The Verandah restaurant, our usual haunt for breakfast and lunch

     Eventually, we arrived in Salalah, Oman, before sailing on to the capital, Muscat. Now, this is a strange country. Ruled by Sultan Qaboos, an absolute dictator/monarch, but apparently relatively benevolent, it has been totally transformed since he took power in the 1970s, and there is scarcely an old building left – at least in the bits we saw. Everything looked like it was built five minutes ago in ‘international oil-rich Arab’ style. Massive irrigation projects have turned desert into parks and gardens, huge road systems built for the huge cars they favour. Enormous mosques, opera house, Sultan Qaboos schools, universities, hospitals etc.
   In Salalah, we visited a brand new mosque and a very boring, brand new museum. The place is big on frankinsense.

Mosque in Salalah
Frankinsense tree at the museum
Classic desert palm trees

   Oman was interesting, because we have never visited anywhere like that before, but also alarming. There is apparently little unemployment – you wouldn’t dare not work, and also because they invest so much in infrastructure projects.  If there is not enough domestic labour, they import Bangladeshi and Indian labourers. It may look pleasant on the surface, but I wouldn’t fancy your chances as a dissenter in the Sultan’s model state. I read that many bloggers are in prison…….
     It is possible things may be different in the mountainous interior of the country, but I do faintly doubt it.
     In Muscat we went out walking on our own – phew was it hot though.  You can see how shiny and  clean it is. Very few women were to be seen, and many of the men wore long white dish-dashas.

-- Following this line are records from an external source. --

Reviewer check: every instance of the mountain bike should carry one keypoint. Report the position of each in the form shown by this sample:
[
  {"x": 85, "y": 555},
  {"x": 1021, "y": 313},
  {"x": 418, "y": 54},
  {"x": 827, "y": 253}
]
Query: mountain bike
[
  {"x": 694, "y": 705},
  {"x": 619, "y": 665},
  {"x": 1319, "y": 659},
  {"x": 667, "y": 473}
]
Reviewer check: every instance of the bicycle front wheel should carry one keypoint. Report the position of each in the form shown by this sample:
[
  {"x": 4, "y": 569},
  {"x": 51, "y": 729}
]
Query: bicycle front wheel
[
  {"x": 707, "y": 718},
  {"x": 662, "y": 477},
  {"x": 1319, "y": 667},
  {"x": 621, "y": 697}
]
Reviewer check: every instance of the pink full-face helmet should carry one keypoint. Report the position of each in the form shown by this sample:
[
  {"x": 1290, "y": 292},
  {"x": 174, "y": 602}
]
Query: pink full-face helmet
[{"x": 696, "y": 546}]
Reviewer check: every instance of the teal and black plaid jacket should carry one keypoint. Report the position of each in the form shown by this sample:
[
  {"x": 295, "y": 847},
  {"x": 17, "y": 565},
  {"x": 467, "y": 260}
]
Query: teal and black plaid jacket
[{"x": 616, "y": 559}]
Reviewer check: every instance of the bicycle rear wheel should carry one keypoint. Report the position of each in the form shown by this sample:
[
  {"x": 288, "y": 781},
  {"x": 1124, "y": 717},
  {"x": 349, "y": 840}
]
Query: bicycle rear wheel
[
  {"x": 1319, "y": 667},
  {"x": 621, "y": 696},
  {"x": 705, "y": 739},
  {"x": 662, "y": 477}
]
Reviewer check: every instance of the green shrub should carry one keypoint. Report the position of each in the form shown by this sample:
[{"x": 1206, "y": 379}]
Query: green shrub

The incense burner – symbol of Muscat
The Sultan’s palace


Shiny marble pavements


Muscat Corniche at night
The Sultan’s yacht – nearly as big as our ship

     We had been told that as it was a conservative Muslim country, we all must cover up, which we did.  However, there was a German cruise ship which tracked us from Salalah to Muscat, and those Germans are totally shameless. Around they trotted in shorts and strappy tops – I saw two women trying to get into a mosque dressed like that – and on a Friday.  Then when their ship left, sailing back into the pirate zone, it was not blacked out like ours, but lit up like a fairground.
     Talking of shameless, on our last night a beautiful three masted sailing ship tied up near us, the brand-new Omani navy Sultan Qaboos sail training vessel. We went to look at it with Graham, the nice bloke from Tavistock mentioned above. Philosopher and I would just have gawped but Graham blagged his way on board, and crew members showed us round.  Just my luck – had no knickers under my long skirt. Just the thing for climbing up and down breezy ladders in front of a load of Omani sailors….

    Long journey home – flight from Muscat to Dubai, then seven hour flight on a huge Airbus that holds 600 people.
     Would we go cruising again?  Probably not until we are older. We liked the ship, the staff were truly excellent, the food was great, but both of us disliked being herded about on outings with lots of others, and the whole on-board culture schtick. By the end, I had just about had a basinful of my fellow Brits.
     Also, ports big enough to accommodate even small cruise ships like ours are very inconvenient places. They are usually a long way from town centres, and sure, you can walk off the ship, but then you can’t walk about in the port because pedestrians are forbidden, or get to the towns without being pestered by hordes of taxi drivers etc.